Lastly fully automated autos are going to reduce a lot of the non financial costs of driving.  The boredom of sitting in traffic will be replaced by entertainment, the discomfort many feel sitting in car seats can be replaced with better designs now that the steering wheel is out of the way, and the safety risks of driving should be mitigated.  An economist should expected that self driving cars will reduce the costs of driving, and so should increase the incidence of driving.  This should mean people get more use and value out of owning their individual car(s), which will push back heavily against corporate ownership.

Friday, August 19, 2016

It can't all be money

I'm only two years behind on this debate about fractional reserve banking.  Since I am writing for no one I can summarize it very quickly.  John Tamny says that the money multiplier doesn't exist and Warren Gibson says that it does.  As usual the answer comes down to definitions.  Warren Gibson says that credits in your checking account (or anything part of M1) is money-

Most definitely, because it fits the definition perfectly: a generally accepted medium of exchange

I will focus on the last 3 worlds of this line, but first a silly example.  Suppose the Federal reserve prints up trillions of dollars worth of crisp, clean bills.  It packs them on trucks, ships them down to Cape Canarveral, loads them onto a shuttle and blasts them into space where it escapes the Earth's orbit and sails away into the cold, black emptiness of space.  Is this money?  It all looks, feels and matches the legal definition of money back on Earth, but how would it effect the prices of goods and services?  The obvious answer is that it wouldn't, and so the economic answer is that it isn't money.  What if the Fed printed that money, but then locked it in an underground vault and held it there never intending to use it?  Same answer, so when we talk about money part of the definition has to be about the accessibility of that money.  On to fractional reserve banking.

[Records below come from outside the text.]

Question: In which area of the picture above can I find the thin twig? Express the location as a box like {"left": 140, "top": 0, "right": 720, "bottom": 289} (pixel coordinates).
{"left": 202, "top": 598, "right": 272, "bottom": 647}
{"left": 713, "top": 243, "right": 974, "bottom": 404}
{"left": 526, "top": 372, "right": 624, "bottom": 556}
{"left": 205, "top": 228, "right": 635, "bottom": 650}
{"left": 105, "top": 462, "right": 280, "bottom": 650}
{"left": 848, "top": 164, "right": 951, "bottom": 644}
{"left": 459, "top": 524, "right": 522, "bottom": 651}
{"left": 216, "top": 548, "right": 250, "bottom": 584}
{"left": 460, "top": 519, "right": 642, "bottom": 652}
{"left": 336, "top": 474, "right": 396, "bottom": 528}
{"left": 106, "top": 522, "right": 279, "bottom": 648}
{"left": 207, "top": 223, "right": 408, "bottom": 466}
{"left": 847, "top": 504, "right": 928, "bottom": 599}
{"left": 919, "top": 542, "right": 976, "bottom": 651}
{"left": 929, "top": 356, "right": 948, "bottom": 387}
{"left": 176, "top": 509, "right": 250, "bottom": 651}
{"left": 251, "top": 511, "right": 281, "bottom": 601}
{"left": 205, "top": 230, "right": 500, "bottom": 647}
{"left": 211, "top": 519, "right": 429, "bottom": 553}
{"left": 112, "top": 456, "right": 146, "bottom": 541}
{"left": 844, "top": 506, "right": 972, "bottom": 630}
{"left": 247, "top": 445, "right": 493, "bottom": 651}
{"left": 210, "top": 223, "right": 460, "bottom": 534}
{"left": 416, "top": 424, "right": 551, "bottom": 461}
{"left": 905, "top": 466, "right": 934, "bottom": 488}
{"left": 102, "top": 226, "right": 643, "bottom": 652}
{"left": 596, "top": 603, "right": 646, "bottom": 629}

Adam takes $100 and deposits it in his bank, his bank says "come back anytime and get it", then lends $90 out to Bill who deposits that $90 into a different bank.  This bank also says "come back anytime and get it", and then promptly loans out $81 to Charles, and so on and so on.  If you take the sum total of everyone's bank account once the process has completed there would be $1,000 totaled across them.  This is where Warren Gibson gets the idea that the "money supply" must be $1,000, Tammy is a finance guy though, so he looks at the broader picture.  Every dollar created after the initial deposit is an asset and a liability.  When Adam's bank makes the $90 loan they create a $90 asset, but the also saddle themselves with a $90 deficit that they owe to Adam.  Back to accessibility.

Can $1,000 be withdrawn from the banking system and be spent?  No.  If Adam withdraws his $100, then his bank has to run to Bill and demand their $90 back (assuming all deposits and loans are callable at any time), Bill runs to his bank to withdraw the $90, who has to run to Charles to get the $81.  No matter how you slice it only $100 can be withdrawn from the system and then spent on goods and services, and there is no way to get the effect of $1,000 on goods and services.

This is exactly the effect that full reserve Austrians cite when they state that Fractional Reserve Banking is fraudulent, there is no way for all people in the line to effectively use their individual deposits.  If some guy in the middle of the chain withdraws his $50 to spend then that immediately prevents Adam from ever accessing his full $100, while also calling in every loan made beyond that $50 deposit.

As far as empirical (anecdotal!) evidence, I think it is on the side of Tamny.  Japan has a massive public debt, which has been building for a few decades now, the level of reserves held by the Japanese Central bank have exploded, and yet the only inflation seen in the immediate past was a short term blip when the sales tax increase went into effect.  If M1 is money, if government bonds paying near zero are also money (which flows from the same definition as Gibson tries to use) and if inflation is due to increases in the money supply, then you can't escape the prediction that Japan should be crumbling amid hyper inflation.